I was solving a specific programming problem that required knowledge of Pythagorean triplets, which is something that I hadn't really worked with before. Anyway, I'm curious if there is an existing proof for this:
The Wikipedia article on Pythagorean triplet functions states that for any positive integer greater than $a = 3$, triplets can be generated with the following formulas:
If a is odd: $b = \frac{a^2}{2} - \frac{1}{2}$ and $c = b + 1$
If b is even: $b = \frac{a^2}{4} - 1$ and $c = b + 2$
However, in looking at the output of a Pythagorean triplet generator I created in Ruby, I noticed a pattern which seemed to say that the above functions actually point to a more generic one:
For any positive integer $a$, where $p$ is any prime factor of $a$ greater than $2$:
$$b = \frac{a^2}{2(\frac{a}{p})} - \frac{\frac{a}{p}}{2}$$
and
$$c = b + \frac{a}{p}$$
For example, let's say that $a=99$ and that $p=11$.

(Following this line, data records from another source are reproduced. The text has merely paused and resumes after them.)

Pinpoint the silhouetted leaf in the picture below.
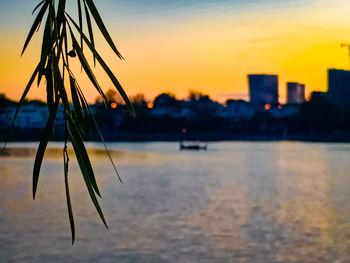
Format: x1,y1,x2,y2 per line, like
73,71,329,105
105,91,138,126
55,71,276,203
21,2,48,55
83,1,96,66
33,99,59,199
63,148,75,245
71,28,107,101
85,0,123,59
67,15,136,117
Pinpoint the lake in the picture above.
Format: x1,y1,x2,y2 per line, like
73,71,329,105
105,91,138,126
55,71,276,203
0,142,350,263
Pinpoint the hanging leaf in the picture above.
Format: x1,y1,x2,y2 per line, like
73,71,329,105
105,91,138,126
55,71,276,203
12,0,135,244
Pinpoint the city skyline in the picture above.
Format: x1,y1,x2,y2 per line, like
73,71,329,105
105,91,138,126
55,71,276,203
0,0,350,102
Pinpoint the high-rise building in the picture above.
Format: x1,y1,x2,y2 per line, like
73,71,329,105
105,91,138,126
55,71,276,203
287,82,305,103
248,74,278,111
328,69,350,109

$$b = \frac{99^2}{2(\frac{99}{11})} - \frac{\frac{99}{11}}{2} = 540$$
$$c = 540 + \frac{99}{11} = 549$$
Finally:
$$99^2 + 540^2 = 549^2$$
Or with the prime number $a=48611$ and $p=48611$, you end up with:
$$48611^2 + 1181514660^2 = 1181514661^2$$
This would also imply that for any base $a$, there are at least the same number of Pythagorean triplets that there are of prime factors of $a$ greater than 2, and that likewise, any prime number can be the $a$ of only a single pythagorean triplet.
Edit
As @ThomasAndrews pointed out and I realized, $p$ need not be prime.
 A: Your formula does yield "new" triples, but they are not primitive triples, just multiples of the triples that come from the first formula.  Specifically, if $p$ is a factor of $a$, then using the original formula for $p$ yields the triple $(p,\frac{p^2-1}2,\frac{p^2+1}2)$.  Multiplying the triple by $\frac a p$ gives $(a,b,c)$ with $b=\frac{pa-\frac{a}{p}}2$. This is the same as your formula.
Note that the original formula doesn't even necessarily give you a primitive triple when $a$ is even.  For example, when $a=6$, $b=8.$  In general, the formula only gives you a primitive triple for even $a$ when $4|a$.
There is a relationship between prime factorizations of $a$ and the set of primitive triples that contain $a>1$.  Specifically, let $z(n)$ be the number of distinct prime divisors of $n$.  Then, for fixed $a>1$, the number of primitive solutions to $a^2+b^2=c^2$ with $b,c>0$  is $2^{z(a)-1}$ if $a$ is odd or $4|a$, and $0$ otherwise.
This can be seen as a result of the fact that primitive triples can be written as $(u^2-v^2,2uv,u^2+v^2)$ where $(u,v)=1$ and $u,v$ are not both odd.
In any event, the point of the formula you found on Wikipedia was not to be exhaustive, but rather to quickly show that any $a$ can be found in some non-trivial triple $(a,b,c)$.